A Mexican gray wolf that received a gunshot wound finally returned to the wild – True, one foot less.
The wolf, known as Mr. Goodbar, was shot dead in January and arrived at a veterinary clinic in Albuquerque, New Mexico, on January 27, according to a city press release. Veterinarians confirmed that Mr Goodbar had a broken leg and decided that amputation was the best option, the release said.
Carol Bradford, senior veterinarian at ABQ BioPark, said Mr Goodbar probably battled the trauma in the wild for weeks before he was rescued by biologists.
“It’s always amazing how cruel these animals are and how they can survive in the wild with such trauma,” Bradford said in a release.
Mr. Goodbar underwent a smooth recovery and was returned by biologists to the U.S. Fish and Wildlife Service on February 9th. That day, they “released it into their native habitat,” the release said.
Despite the amputation, Bradford said, Mr. Goodbar has a good chance of surviving in the wild – several other three-legged wolves have been able to roam, hunt and mate successfully after injury.
Mr. Goodbar was previously watched walking along a border fence in New Mexico for five days in late November, passing 23 miles trying to move south, McClatchy News reported. He eventually gave up and was stationed by scientists further north, near the Gila National Forest in New Mexico.
Mr. Goodbar was probably looking for a new couple when he was hindered by a wall, McClatchy News reports. Interlocutors have previously warned that fencing at the border is harmful to local wildlife, harms the natural habitat of wolves and hampering efforts to rebuild the population, reports the El Paso Times.
Mr. Goodbar’s recovery is promising given his endangered animal status. But not all wolves are so lucky – another gray wolf, Anubis, was shot in Arizona earlier this year, according to El Paso Times.
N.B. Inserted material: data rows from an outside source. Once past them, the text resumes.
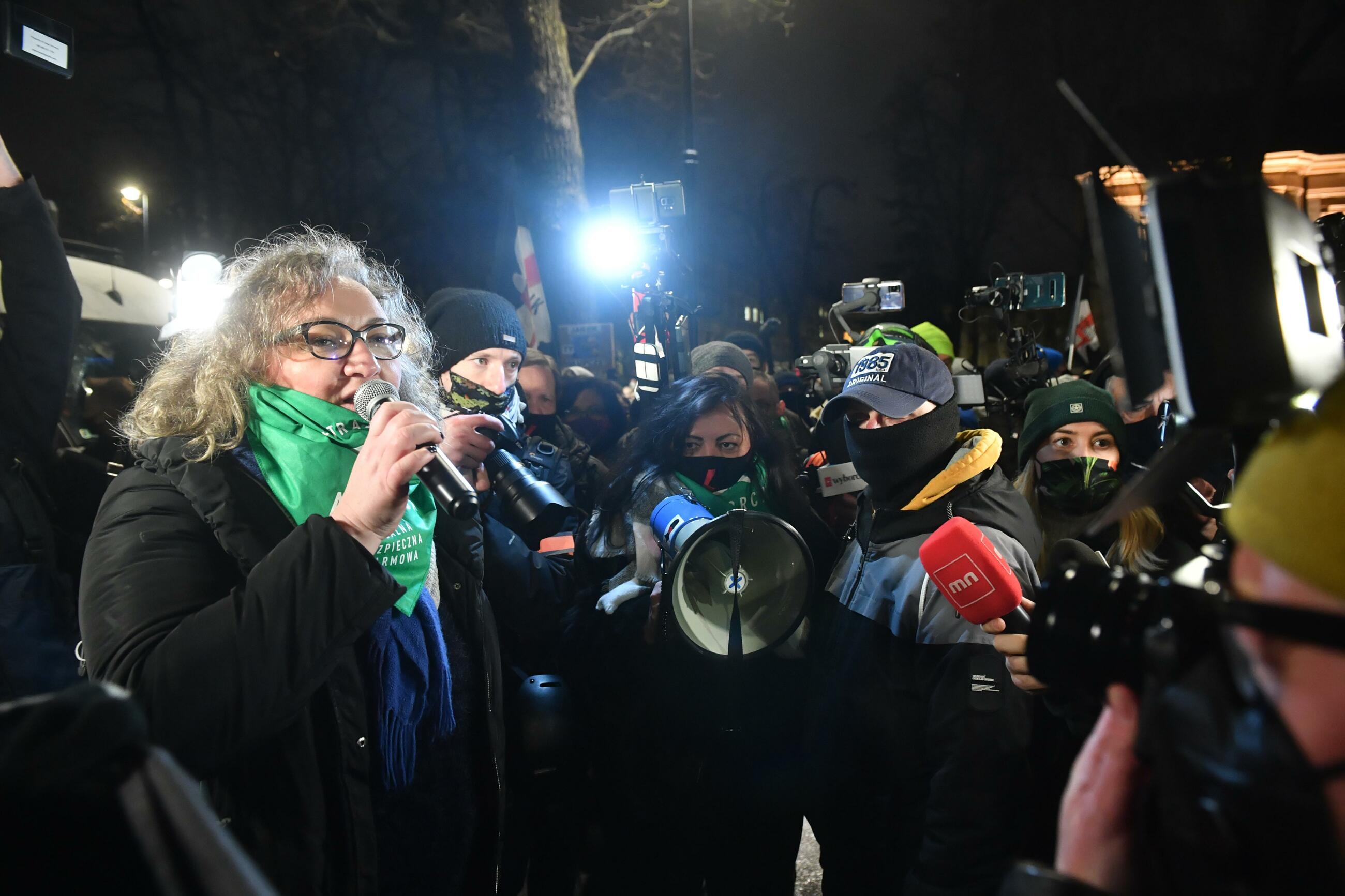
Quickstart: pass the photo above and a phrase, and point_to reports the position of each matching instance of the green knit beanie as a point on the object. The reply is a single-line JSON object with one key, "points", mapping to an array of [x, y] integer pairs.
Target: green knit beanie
{"points": [[1074, 402], [1288, 502]]}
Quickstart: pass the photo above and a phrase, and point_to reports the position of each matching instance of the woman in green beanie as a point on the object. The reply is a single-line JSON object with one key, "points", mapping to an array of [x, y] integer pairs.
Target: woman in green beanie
{"points": [[1070, 452]]}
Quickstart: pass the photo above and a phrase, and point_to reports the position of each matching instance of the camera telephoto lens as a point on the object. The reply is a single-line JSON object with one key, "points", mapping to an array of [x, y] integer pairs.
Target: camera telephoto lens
{"points": [[532, 507], [1094, 627]]}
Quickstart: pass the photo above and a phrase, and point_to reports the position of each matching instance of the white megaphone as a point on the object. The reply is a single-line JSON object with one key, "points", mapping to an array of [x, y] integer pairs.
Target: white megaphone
{"points": [[735, 585]]}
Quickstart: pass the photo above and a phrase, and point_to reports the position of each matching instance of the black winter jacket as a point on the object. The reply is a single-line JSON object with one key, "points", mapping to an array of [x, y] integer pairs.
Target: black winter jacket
{"points": [[39, 544], [920, 737], [237, 632]]}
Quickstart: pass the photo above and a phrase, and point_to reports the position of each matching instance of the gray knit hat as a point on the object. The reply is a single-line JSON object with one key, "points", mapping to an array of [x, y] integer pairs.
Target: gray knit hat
{"points": [[720, 355]]}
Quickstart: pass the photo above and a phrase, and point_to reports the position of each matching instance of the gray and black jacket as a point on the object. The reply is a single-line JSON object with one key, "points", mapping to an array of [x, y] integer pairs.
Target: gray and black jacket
{"points": [[922, 738]]}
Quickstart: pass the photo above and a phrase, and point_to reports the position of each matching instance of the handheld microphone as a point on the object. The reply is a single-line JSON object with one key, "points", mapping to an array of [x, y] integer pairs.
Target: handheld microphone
{"points": [[445, 481], [973, 576]]}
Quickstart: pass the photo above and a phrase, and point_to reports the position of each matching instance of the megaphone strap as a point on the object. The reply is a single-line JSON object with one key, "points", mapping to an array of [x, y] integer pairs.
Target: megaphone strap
{"points": [[736, 555]]}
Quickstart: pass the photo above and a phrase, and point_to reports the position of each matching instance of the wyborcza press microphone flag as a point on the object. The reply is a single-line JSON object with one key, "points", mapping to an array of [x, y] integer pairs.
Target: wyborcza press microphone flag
{"points": [[532, 311]]}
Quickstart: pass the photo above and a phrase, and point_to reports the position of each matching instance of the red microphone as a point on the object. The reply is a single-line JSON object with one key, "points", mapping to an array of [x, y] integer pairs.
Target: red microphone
{"points": [[973, 576]]}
In the past ABQ BioPark has treated other injured wolves. Bradford said most of the damage she sees came from traps, and that two wolves from individual packs that were injured from the trap were taken to the clinic in late 2019. After that, both wolves were successfully re-released into the wild, the release said.
There used to be thousands of Mexican gray wolves in the U.S., but many of them were eliminated by the mid-1970s, according to “Wildlife Defenders”. Only about 250 wolves are in the wild, according to the Center for the Endangerment of Wolves.